Architecture Overview

The Corporation is a governance kernel that stores all corporate data in bare git repositories. Every entity, whether LLC or C-Corp, is a git repo. Every operation is an atomic commit. Every audit trail is git log.

Crate structure

The platform is split into five crates:

corp-core     — Domain types, auth primitives, scope definitions (no I/O)
corp-storage  — EntityStore + WorkspaceStore, git/Redis/S3 backends
corp-auth     — JWT encoding/decoding, Argon2 API key hashing, Axum extractors
corp-server   — Axum HTTP server, route handlers, OpenAPI spec
corp-cli      — Rust CLI (corp), local oneshot mode via corp-server

corp-core has no I/O at all.

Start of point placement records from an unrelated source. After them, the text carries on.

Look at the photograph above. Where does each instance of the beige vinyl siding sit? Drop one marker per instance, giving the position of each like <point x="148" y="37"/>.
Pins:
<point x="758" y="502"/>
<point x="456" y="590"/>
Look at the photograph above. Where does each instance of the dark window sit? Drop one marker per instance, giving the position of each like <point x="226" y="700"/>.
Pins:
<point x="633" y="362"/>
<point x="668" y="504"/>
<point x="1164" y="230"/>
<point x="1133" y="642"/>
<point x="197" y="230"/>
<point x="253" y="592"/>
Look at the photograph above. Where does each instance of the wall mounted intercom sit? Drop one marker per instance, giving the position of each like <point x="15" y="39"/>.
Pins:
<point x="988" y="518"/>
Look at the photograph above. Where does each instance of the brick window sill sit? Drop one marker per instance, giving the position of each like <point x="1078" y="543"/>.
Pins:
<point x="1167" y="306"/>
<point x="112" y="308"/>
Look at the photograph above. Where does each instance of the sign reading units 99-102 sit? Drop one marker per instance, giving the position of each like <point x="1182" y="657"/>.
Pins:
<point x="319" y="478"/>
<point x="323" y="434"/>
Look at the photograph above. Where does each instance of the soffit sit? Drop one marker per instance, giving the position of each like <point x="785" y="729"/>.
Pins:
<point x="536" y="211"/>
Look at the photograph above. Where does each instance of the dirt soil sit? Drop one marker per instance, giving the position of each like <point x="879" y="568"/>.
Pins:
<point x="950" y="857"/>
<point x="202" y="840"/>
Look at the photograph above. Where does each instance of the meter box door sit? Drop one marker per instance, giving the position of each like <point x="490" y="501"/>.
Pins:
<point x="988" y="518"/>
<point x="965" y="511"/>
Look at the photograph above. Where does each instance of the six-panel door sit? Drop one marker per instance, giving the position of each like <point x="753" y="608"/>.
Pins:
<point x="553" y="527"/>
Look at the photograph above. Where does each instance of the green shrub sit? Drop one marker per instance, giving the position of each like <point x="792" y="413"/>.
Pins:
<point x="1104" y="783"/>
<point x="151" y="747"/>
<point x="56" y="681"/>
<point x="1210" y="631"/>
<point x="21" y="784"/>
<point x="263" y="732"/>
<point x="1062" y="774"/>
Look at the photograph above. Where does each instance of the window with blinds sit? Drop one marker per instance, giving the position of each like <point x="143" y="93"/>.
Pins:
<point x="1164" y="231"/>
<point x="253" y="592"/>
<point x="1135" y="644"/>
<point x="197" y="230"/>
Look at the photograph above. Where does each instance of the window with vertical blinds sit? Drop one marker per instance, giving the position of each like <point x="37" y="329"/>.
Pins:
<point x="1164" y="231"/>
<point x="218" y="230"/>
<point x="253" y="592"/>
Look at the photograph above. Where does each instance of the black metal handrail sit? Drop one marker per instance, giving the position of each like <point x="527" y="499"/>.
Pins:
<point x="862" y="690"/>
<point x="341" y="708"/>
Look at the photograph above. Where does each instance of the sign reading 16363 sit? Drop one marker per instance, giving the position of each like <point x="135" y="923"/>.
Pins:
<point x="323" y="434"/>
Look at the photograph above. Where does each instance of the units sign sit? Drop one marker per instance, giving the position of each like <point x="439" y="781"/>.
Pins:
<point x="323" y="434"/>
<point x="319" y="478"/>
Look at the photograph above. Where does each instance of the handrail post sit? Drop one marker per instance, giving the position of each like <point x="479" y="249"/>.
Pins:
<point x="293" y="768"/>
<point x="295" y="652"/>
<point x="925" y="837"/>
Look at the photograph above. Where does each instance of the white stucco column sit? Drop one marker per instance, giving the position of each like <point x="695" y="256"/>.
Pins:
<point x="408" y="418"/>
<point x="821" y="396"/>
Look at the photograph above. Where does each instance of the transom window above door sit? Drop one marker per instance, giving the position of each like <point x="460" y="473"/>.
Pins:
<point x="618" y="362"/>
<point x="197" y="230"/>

All persistence lives in corp-storage. corp-auth and corp-server depend on both. corp-cli can talk to a running corp-server over HTTP or embed corp-storage directly for local operation.

Runtime topology

Three interfaces share the same storage and domain logic:

┌──────────────────┐  ┌──────────────────┐  ┌──────────────────┐
│   HTTP API       │  │   Rust CLI       │  │   CLI local      │
│   (corp-server)  │  │   (corp-cli,     │  │   oneshot        │
│   Axum + Tokio   │  │    remote mode)  │  │   (--local flag) │
└────────┬─────────┘  └────────┬─────────┘  └────────┬─────────┘
         │                     │                      │
         └─────────────────────┼──────────────────────┘
                               │
                  ┌────────────▼────────────┐
                  │  corp-storage           │
                  │  EntityStore /          │
                  │  WorkspaceStore         │
                  └────────────┬────────────┘
                               │
                  ┌────────────▼────────────┐
                  │  Bare Git Repos         │
                  │  (gix — pure Rust)      │
                  │  or Redis + S3          │
                  └─────────────────────────┘

All three interfaces produce identical storage commits for identical operations. The git repositories are the database.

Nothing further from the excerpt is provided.